A desintegração do sistema
Na política em vigor desde 2003, a curva de produção planejada envolvia a autossuficiência, a expansão da capacidade de produção de derivados e a ampliação da indústria de fornecedores brasileiros, preparando-os para atender à produção de petróleo. “O Brasil tem chance de passar de 15º para o posto de sexta ou sétima maior reserva de petróleo do mundo”, ressalta o ex-presidente da Petrobras. “E este volume de petróleo abre uma enorme possibilidade para o país, se houver uma política para aproveitá-lo.”
O modelo atual, entre outras deficiências, já não abrange a atividade de refino. A Petrobras atingiu a produção de 2,6 milhões de barris por dia no Brasil, sendo 2,3 milhões consumidos no parque próprio de refinarias, para uma demanda no país entre 2,4 milhões e 2,5 milhões de barris/dia. “Ou seja, uma situação que estava equilibrando refino e produção”, afirma o economista.
Atualmente, a política de refino visa manter os preços de derivados associados, mas criando condições para que a estatal diminua sua responsabilidade no mercado e abra espaço para importações. “Os contratos eram 100% da demanda dos distribuiores, mas, hoje, a empresa não se compromete mais com o atendimento total”, diz. “Esse quadro permite que, mais adiante, os investimentos ocorram em modelo semelhante ao da Refinaria Alberto Pasqualini (Refap), que atua no Rio Grande do Sul em parceria com a Repsol (de origem espanhola).”
Finalmente, o desmembramento do sistema trouxe o esvaziamento da política de conteúdo nacional, que previa um percentual mínimo de aquisições de itens e subitens de fornecedores no país. “Houve uma drástica redução desse conteúdo para os novos leilões. Abre-se o mercado e mata-se qualquer oportunidade da politica de conteúdo nacional”, afirma Gabrielli. “A Petrobras é reconhecida mundialmente pela sua experiência em exploração em águas profundas, tendo construído uma relação intensa com fornecedores de produtos e serviços, e com um mercado interno crescente. Criamos uma situação quase única, que está se perdendo.”

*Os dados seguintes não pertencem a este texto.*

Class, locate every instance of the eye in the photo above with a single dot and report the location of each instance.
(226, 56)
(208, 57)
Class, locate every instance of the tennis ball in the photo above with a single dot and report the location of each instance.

A regulação, elaborada em 2010, visava transformar de forma ampla o país, a partir dos ganhos na área de óleo e gás, especialmente a partir do grande potencial das reservas do pré-sal descobertas em 2006. Para isso, a política foi contruída sobre pilares estratégicos: ampliou-se a parte da renda do setor a ser apropriada pelo Estado; criou-se um fundo social, para destinar parte da renda petroleira a demandas nacionais, e também à inovação tecnológica. Em 2015, a estatal recebeu o prêmio da Offshore Technology Conference (OTC) – Distinguished Achievement Award for Companies, Organizations, and Institution –, o principal do setor petroleiro, em reconhecimento às tecnologias de ponta desenvolvidas para a produção da camada pré-sal.
A exclusividade da Petrobras como operadora única, derrubada no governo Temer, era o elemento chave para escolha da tecnologia e para acumulação de conhecimento científico e tecnológico, bem como para a integração da empresa e a política de conteúdo nacional. A estimativa é que o complexo integrado fosse responsável por 10% a 12% de toda a geração de renda e por cerca de 20% da formação bruta de capital fixo no país, com um 1,8% de taxa de crescimento do PIB a cada ano. “Tudo isso está hoje desmontado”, lamenta.